Lo scorso 12 marzo la Consob ha emesso il richiamo di attenzione n. 1 del 2020 avente ad oggetto la prestazione di servizi di investimento e le questioni Esg. Come noto, Esg è l’acronimo che sta per Environmental, Social and Governance.
Fatto ciò, resterà comunque da risolvere lo spinoso problema di chi effettivamente possa certificare quali prodotti concretizzino la reale sussistenza dei criteri individuati e chi poi sia in grado di controllare i certificatori. Parlare di Esg prima che si sia posto in essere questo complesso apparato a tutela dell’effettivo perseguimento degli obiettivi, non solo pare non avere concreta rilevanza, ma, al contrario, rischia di alimentare l’impressione che questo sistema di selezione degli investimenti sia già effettivamente funzionante, essendo lasciato invece al momento all’autoregolamentazione o, in alcuni casi, all’autodichiarazione. È un po’ come parlare di prodotti biologici in assenza di un ferreo disciplinare e di soggetti che controllino la sua rigorosa applicazione.
Nelle more la Consob ha comunque ritenuto opportuno richiamare gli intermediari all’osservanza delle principali regole che governano i presidi di investor protection. L’assunzione di informazioni rilevanti dal cliente, la sua corretta profilazione e quindi l’acquisizione da parte dello stesso dei suoi bisogni, intesi come preferenze del cliente sui fattori ambientali, sociali e di governance, si pone come elemento imprescindibile per la corretta identificazione dello stesso come target market teorico positivo da parte dei manifacturers (asset manager) nella costruzione dei prodotti e come target market effettivo per gli intermediari distri- butori. Allo stesso modo, a valle, tali informazioni dovrebbero guidare ed arricchire il processo di valutazione di adeguatezza dei prodotti rispetto al portafoglio del cliente.
Considerato il notevole fattore attrattivo che le tematiche Esg possono avere nella raccolta del risparmio tra il pubblico, viene compiuto un forte richiamo dalla Commissione ai principi di correttezza dell’informazione, dell’informativa, delle comunicazioni di marketing e comunque delle modalità di commercializzazione dei prodotti interessati, tenuto conto della classificazione del cliente. In un contesto di asimmetrie informative e di possibili spinte competitive vi è il serio rischio di condotte degli intermediari non conformi all’interesse del cliente. Si vuole evitare il cosiddetto green washing, anche se per far ciò bisognerebbe prima di tutto definire cosa sia davvero green.
Il richiamo di attenzione è stato emanato in piena diffusione del virus covid 19. La pandemia è un fenomeno gravissimo ed emergenziale per il mondo intero.

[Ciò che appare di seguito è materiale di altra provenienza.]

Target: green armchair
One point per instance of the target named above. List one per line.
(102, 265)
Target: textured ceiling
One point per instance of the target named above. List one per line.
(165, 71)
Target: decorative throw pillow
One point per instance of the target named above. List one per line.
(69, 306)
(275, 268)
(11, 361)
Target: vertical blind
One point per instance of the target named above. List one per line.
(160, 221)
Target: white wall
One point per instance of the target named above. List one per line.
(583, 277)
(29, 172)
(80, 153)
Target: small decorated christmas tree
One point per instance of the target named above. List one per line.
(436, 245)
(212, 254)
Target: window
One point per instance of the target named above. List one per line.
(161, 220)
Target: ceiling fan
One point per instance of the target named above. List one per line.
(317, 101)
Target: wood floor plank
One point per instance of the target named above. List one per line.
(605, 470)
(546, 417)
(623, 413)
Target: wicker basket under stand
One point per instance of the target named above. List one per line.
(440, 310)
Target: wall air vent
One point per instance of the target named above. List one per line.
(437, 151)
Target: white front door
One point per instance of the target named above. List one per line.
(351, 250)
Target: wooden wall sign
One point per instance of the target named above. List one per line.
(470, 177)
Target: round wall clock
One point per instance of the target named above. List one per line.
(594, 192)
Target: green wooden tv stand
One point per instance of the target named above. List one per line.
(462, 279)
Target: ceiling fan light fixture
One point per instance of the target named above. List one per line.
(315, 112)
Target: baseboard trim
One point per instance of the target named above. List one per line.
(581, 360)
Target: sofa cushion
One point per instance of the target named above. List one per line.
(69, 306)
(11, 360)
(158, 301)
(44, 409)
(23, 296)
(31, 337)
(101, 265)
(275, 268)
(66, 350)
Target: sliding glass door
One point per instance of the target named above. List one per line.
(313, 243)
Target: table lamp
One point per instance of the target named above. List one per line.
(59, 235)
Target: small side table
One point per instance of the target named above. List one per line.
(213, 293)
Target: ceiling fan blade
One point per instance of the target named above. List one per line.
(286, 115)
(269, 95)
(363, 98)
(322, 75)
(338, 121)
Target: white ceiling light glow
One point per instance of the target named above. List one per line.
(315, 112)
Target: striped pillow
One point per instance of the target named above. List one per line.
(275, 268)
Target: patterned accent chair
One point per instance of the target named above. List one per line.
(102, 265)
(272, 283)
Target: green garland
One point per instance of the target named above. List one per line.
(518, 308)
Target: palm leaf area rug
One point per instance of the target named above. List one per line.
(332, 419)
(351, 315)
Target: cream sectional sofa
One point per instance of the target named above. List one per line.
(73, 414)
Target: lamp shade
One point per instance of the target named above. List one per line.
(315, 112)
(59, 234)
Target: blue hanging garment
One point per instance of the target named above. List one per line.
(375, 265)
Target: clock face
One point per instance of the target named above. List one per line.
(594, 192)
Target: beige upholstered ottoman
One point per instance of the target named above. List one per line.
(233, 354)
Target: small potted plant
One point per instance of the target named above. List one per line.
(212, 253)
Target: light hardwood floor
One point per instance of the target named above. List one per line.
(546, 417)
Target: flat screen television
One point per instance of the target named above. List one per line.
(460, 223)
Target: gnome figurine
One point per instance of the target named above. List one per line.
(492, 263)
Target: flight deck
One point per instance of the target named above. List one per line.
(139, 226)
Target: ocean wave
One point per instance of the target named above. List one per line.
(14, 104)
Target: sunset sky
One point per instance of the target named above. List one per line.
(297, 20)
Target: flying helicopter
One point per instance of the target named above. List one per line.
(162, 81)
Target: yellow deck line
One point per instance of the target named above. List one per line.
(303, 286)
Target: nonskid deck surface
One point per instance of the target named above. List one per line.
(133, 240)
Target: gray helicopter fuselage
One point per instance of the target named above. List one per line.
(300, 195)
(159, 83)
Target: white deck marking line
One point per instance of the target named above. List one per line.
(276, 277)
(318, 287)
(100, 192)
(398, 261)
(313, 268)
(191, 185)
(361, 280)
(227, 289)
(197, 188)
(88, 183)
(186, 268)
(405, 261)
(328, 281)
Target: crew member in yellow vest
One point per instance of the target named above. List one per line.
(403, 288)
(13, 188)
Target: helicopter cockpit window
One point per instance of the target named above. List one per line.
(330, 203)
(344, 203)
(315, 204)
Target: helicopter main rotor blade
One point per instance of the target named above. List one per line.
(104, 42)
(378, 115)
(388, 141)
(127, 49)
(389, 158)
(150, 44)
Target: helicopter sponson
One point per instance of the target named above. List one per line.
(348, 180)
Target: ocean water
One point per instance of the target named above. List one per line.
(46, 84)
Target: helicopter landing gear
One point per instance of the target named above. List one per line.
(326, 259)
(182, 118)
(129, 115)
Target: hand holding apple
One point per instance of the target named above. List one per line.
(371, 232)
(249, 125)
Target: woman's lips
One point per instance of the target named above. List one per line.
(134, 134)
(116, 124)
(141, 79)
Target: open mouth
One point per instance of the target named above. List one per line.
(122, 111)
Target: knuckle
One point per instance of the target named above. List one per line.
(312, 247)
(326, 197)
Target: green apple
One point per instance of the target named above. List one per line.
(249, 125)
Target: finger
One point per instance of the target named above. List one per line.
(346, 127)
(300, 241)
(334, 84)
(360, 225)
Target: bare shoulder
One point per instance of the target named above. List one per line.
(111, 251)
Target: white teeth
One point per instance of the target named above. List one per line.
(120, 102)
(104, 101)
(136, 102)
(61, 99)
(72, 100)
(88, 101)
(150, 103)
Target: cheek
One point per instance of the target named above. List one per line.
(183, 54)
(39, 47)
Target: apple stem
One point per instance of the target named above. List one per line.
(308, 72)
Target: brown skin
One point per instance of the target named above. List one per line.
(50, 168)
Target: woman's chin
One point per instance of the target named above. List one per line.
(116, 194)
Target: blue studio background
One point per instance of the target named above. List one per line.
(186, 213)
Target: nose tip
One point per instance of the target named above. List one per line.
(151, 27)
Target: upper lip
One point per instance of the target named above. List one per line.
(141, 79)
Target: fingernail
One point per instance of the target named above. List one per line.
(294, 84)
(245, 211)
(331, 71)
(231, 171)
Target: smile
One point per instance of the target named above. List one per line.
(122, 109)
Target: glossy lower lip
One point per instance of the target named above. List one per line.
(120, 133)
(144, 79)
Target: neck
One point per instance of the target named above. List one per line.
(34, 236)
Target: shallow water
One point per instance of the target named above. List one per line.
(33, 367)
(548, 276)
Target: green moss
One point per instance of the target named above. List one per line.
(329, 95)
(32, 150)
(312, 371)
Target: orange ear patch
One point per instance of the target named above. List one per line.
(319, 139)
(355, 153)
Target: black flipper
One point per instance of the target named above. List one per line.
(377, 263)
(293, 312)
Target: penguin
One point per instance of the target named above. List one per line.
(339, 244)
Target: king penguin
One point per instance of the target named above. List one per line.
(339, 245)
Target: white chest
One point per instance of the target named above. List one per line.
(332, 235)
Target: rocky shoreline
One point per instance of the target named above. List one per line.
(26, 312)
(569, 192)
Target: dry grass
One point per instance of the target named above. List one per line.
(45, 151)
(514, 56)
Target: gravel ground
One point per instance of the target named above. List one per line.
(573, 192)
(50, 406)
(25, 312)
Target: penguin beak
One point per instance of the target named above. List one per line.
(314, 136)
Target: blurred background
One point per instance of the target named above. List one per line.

Ma, oltre ad essere una tragedia umana, con danni economici ad oggi difficilmente calcolabili, è un vero e proprio laboratorio a cielo aperto di fenomeni mai sperimentati prima: il lockdown delle attività produttive su base mondiale, la profonda modificazione dei comportamenti umani, l’uso massivo della rete e dei mezzi di comunicazione di massa, lo smart working. Gli effetti sono già visibili: notevole riduzione dell’inquinamento atmosferico su base globale, l’acqua del mare che torna pulita, gli animali selvatici che riprendono i loro spazi.
No, non si vuol certo sostenere qui la decrescita felice. Il punto è che questo enorme stress test ci aiuta a capire per la prima volta, numeri alla mano, i costi effettivi ed a liberarci da molte ipocrisie. Ci aiuta a comprendere che nessuno è disposto a sopportare quei costi e che quindi la via per uno sviluppo sostenibile è un’altra, mostrandoci da subito qualche strumento con cui può essere percorsa. Soprattutto ci apre gli occhi sul fatto che i tre elementi di cui è composto Esg, Environmental, Social and Governance, sono tre facce dello stesso insieme e che solo il loro perseguimento congiunto può portare alla corretta qualificazione degli investimenti sostenibili.